Anche la Uil Scuola, dal canto suo si sofferma sul fatto che il nuovo decreto legge “è subito attuativo, ripristina le modalità di calcolo del TFS facendo venire meno la materia del contendere, determina l’estinzione di tutti i processi pendenti (ad eccezione di eventuali sentenze “passate in giudicato”), priva di effetti le sentenze emesse. Per tutti coloro che, nel frattempo, hanno avuto la liquidazione della buonuscita  in base alle disposizioni dell’art. 12, comma 10, della Legge sopra citata, si procederà nell’arco di 1 anno alla riliquidazione della stessa e, in ogni caso, non si provvederà al recupero delle eventuali somme già erogate in eccedenza”. Dalle organizzazioni di Francesco Scrima e Massimo Di Menna non giunge, di fatto, alcun commento negativo sul ripristino del 2,5% per l’accantonamento del Tfr e sul fatto che gli arretrati non verranno corrisposti.
Al momento, l’unico sindacato che si lascia subito andare a giudizi severi sulla soluzione trovata dall’esecutivo di Monti sul ripristino del 2,5% è l’Anief. Che oltre a sposare la teoria dei giudici e a minacciare un “nuovo contenzioso” con l’amministrazione, si sofferma sul fatto che “i conti non tornano”, poiché il Governo li avrebbe sbagliati “seguendo una vecchia relazione tecnica”. L’Anief fa notare che sono “previsti 41 milioni per riportare la disciplina alle norme previgenti la legge 122/2010, ma non bastano a coprire le sole riliquidazioni dei precari della scuola”. Mentre “per ricostituire la quota 9,60% per i dipendenti della P. A. prevista dalla legge 75/1980 e ricordata dalla Consulta” servirebbero “diversi miliardi”.
I conteggi sembrano dare ragione al sindacato degli educatori in formazione: in base a quanto sostengono i giudici, le amministrazioni dello Stato, in quanto datori di lavoro, dovrebbero infatti versare la quota rimanente al netto della trattenuta, il 7,10% sull’80% della retribuzione come quantizzato al 31 dicembre 2010 rispetto al 4,41% pagato sull’intera retribuzione dal 1 gennaio 2011 (che dovrebbe corrispondere al 4.91% sull’80%). E l’applicazione di questa ritenuta, da quasi due anni corrisposta non legittimamente in busta paga, non corrisponde di certo solo a qualche milione di euro. Visto che si tratta di arretrati che variano tra quale centinaio ad oltre mille euro, da assegnare a 3,4 milioni di dipendenti, gli arretrati ammontano necessariamente a miliardi di euro.

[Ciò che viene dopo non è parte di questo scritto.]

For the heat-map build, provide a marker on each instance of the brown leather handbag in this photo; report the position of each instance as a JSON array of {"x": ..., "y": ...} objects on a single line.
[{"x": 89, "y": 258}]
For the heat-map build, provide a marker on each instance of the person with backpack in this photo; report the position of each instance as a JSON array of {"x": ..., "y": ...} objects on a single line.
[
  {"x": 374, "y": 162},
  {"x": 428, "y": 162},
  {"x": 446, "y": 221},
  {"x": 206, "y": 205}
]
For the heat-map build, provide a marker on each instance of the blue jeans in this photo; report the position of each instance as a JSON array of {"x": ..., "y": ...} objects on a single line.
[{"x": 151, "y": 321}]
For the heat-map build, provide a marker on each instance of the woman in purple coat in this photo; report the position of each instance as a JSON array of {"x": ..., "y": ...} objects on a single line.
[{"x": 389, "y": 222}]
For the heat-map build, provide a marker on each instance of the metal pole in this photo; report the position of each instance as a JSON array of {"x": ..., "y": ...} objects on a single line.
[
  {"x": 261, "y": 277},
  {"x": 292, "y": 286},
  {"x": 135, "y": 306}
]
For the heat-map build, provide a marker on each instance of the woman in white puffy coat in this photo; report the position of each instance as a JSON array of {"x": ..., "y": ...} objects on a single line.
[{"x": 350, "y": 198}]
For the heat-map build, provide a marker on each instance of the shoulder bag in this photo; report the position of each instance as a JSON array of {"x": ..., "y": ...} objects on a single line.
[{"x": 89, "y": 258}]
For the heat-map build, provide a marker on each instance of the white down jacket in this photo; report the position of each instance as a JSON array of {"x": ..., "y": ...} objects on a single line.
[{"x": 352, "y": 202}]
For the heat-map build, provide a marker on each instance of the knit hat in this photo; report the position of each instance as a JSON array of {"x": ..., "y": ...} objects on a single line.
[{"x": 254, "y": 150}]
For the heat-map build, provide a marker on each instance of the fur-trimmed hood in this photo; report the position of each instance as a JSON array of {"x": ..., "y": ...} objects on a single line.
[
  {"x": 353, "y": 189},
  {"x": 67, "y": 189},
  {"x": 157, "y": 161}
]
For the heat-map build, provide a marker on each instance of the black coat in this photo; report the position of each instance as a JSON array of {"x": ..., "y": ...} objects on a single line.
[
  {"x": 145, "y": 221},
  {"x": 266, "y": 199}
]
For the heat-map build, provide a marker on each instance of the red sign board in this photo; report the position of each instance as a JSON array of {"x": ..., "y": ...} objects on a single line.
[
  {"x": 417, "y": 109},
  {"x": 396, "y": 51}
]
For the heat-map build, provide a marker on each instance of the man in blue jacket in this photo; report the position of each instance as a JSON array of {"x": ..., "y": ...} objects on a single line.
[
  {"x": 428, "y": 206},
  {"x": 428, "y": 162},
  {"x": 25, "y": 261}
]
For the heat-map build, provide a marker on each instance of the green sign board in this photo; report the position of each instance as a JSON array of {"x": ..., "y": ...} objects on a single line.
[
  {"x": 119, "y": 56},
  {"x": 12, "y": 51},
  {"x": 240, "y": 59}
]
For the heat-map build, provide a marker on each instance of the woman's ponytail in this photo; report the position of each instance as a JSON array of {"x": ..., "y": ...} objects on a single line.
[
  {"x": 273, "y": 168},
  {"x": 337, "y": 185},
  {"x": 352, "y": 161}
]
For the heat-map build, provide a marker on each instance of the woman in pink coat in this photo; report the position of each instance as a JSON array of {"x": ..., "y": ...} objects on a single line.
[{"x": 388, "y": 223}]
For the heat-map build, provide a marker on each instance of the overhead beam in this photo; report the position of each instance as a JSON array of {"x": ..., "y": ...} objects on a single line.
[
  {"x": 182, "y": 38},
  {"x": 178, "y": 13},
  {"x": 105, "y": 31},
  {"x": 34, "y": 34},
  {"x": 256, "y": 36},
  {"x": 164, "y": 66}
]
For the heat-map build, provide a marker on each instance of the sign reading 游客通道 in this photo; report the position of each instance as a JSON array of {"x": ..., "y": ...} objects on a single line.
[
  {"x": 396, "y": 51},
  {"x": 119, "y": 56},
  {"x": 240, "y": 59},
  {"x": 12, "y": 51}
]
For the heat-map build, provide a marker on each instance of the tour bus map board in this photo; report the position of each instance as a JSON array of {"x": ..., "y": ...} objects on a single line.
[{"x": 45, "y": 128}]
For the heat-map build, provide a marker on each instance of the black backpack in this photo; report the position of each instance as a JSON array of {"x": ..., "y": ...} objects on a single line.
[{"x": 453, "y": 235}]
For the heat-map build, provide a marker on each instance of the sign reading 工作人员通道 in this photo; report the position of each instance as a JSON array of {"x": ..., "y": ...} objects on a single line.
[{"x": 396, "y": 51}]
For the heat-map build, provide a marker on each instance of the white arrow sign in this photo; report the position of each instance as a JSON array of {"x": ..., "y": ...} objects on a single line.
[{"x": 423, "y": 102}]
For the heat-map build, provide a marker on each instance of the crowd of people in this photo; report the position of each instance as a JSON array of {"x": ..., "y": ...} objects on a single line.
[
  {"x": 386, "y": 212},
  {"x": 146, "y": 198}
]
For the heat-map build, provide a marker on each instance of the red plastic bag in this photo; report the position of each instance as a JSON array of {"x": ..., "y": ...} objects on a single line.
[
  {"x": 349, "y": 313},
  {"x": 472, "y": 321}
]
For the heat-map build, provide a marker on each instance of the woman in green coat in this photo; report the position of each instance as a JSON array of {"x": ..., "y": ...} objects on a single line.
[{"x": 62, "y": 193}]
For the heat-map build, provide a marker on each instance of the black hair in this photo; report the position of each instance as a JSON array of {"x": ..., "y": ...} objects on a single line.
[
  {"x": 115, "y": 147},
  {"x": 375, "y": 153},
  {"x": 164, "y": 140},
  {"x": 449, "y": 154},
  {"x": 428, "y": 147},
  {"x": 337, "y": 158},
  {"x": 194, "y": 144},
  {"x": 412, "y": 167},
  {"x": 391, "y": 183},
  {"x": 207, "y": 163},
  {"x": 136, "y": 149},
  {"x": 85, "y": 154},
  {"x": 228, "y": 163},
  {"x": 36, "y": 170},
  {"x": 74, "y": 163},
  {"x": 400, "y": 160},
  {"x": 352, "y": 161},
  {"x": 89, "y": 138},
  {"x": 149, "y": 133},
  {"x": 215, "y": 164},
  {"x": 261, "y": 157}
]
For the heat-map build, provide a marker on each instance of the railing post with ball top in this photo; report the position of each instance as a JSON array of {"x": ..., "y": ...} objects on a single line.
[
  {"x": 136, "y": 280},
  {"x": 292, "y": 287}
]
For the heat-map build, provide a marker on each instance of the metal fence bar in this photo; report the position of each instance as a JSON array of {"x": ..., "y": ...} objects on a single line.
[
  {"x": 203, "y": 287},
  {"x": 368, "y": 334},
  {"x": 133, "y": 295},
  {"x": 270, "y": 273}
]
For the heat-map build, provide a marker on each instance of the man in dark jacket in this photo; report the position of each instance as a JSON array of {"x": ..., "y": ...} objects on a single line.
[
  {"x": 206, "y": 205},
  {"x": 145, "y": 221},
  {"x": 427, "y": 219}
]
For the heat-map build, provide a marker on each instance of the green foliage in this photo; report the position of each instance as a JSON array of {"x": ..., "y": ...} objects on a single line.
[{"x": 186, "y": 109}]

Per l’Anief la “svista” del Governo si spiegherebbe in un solo modo: il Governo ha confermato i numeri della relazione tecnica allegata dal ministro Tremonti al D. L. 78 del 31 maggio 2010, che prevedeva nel passaggio alla nuova norma un risparmio di 1 milione di euro per il 2012 e di 7 milioni di euro per il 2013, aggiungendone a regime 33 milioni. “Quanto sopra potrebbe anche essere considerato – prosegue il sindacato autonomo – un ragionamento di “finanza creativa”, se l’attuale decreto legge non prevedesse anche di riliquidare, alla luce delle norme previgenti alla L. 122/2010, i TFR/TFS già liquidati”.
A questo punto, per l’organizzazione di di Marcello Pacifico la matassa può essere ancora sciolta dagli “uffici legislativi del Parlamento”, che nelle prossime settimane “saranno chiamati a un’ardua verifica dei conti pubblici per evitare un buco all’erario”. Per l’Anief, che in attesa degli eventi ha sospeso le diffide già predisposte, comunque anche le modifiche parlamentari al decreto non salverebbero il Miur dal “pagare già la metà delle nuove spese, fino a 20 milioni su 41 dal fondo di riserva”.
Resta ora da capire chi ha sbagliato. Il Governo dei tecnici, costretti a decisioni difficili e al limite della fattibilità, pur di non mandare in sofferenza le casse dello Stato? Oppure i giudici che, sulla base delle norme vigenti, hanno esaminato il caso nelle aule dei tribunali?